Will increasing teachers’ salaries keep them in the classroom

Schools have always faced a high level of attrition. About 30% of teachers leave within their first five years of employment.
Now, hoping to keep them in the classroom, many governors are offering pay raises. For example, in Alabama, Republican Governor – and former high school teacher – Kay Ivey proposed a 4% raise. That would bring the starting salary for teachers there to around $43,000 a year.
If one state raises teachers’ salaries, others are likely to too, according to Jacob Vigdor, who studies education policy as a professor at the University of Washington.
“There’s a little element of an arms race going on,” he said.
It is difficult to recruit teachers without a competitive salary, he added. It’s also because they could make more money doing something else.
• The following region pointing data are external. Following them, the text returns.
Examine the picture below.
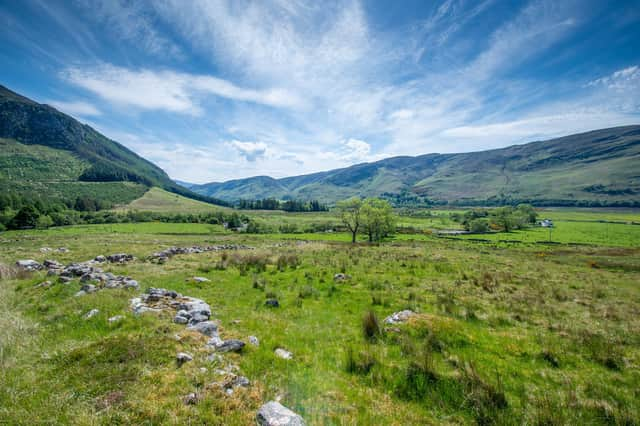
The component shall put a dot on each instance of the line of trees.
(504, 219)
(288, 205)
(373, 217)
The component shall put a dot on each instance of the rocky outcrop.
(275, 414)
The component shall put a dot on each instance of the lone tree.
(350, 211)
(377, 218)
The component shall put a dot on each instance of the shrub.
(371, 327)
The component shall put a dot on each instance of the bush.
(371, 326)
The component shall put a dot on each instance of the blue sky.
(216, 90)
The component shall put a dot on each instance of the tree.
(27, 217)
(350, 215)
(377, 218)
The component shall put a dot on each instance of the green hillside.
(161, 201)
(85, 161)
(593, 168)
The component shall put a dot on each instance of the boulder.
(92, 313)
(272, 303)
(231, 345)
(399, 317)
(283, 353)
(183, 357)
(275, 414)
(29, 265)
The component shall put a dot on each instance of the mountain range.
(600, 167)
(49, 155)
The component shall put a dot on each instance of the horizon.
(214, 91)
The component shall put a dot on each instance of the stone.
(119, 257)
(180, 319)
(272, 303)
(399, 317)
(341, 277)
(208, 328)
(190, 399)
(92, 313)
(283, 353)
(275, 414)
(231, 345)
(29, 265)
(183, 357)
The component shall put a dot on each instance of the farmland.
(506, 333)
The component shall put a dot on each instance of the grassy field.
(504, 333)
(159, 200)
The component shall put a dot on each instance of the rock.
(275, 414)
(92, 313)
(272, 303)
(183, 357)
(119, 257)
(180, 319)
(399, 317)
(231, 345)
(29, 265)
(190, 399)
(283, 353)
(208, 328)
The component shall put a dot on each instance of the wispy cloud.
(78, 108)
(168, 90)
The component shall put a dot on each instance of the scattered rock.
(231, 345)
(283, 353)
(208, 328)
(120, 258)
(92, 313)
(399, 317)
(341, 277)
(191, 399)
(116, 318)
(29, 265)
(275, 414)
(183, 357)
(272, 303)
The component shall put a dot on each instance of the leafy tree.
(377, 218)
(27, 217)
(350, 215)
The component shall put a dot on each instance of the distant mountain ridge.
(30, 133)
(600, 167)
A study by the Economic Policy Institute found that public school teachers earn about 20% less than other workers with the same levels of experience and education.
“Teachers don’t do their jobs to get rich,” said Lawrence Mishel, a labor economist at the Economic Policy Institute and one of the study’s authors. “But they expect to be able to support the family, have a home and send their own kids to college. And I think it’s extremely difficult.
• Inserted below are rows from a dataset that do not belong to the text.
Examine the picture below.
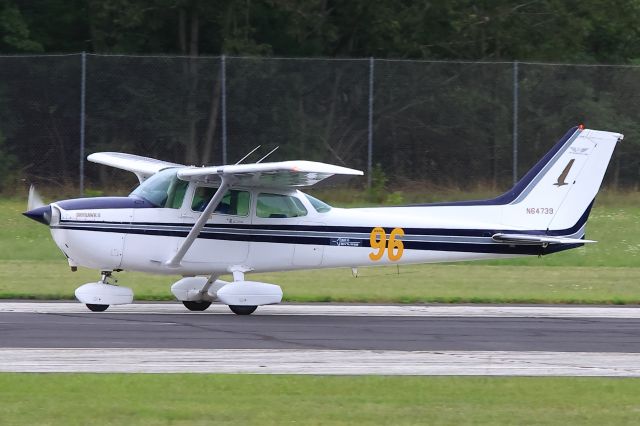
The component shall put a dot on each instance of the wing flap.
(527, 239)
(279, 174)
(143, 167)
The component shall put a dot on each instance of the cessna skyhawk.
(204, 222)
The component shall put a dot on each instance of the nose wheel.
(97, 308)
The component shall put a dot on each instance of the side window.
(234, 202)
(163, 189)
(279, 206)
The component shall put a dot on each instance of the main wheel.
(242, 310)
(97, 308)
(196, 306)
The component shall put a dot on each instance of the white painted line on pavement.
(330, 362)
(504, 311)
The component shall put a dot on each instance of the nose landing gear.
(99, 295)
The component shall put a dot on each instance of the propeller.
(36, 208)
(35, 200)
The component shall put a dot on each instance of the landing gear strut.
(98, 296)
“We need to close this gap, this penalty gap for teachers,” said Randi Weingarten, president of the American Federation of Teachers. It is a union with 1.7 million members, many of whom are educators.
Weingarten said we need seasoned teachers in the classroom. “I speak now from my own experience: you are a better teacher in the third year than in the first year. We need to keep teachers teaching.
And Weingarten said we have to respect that experience. It is also essential to retain teachers.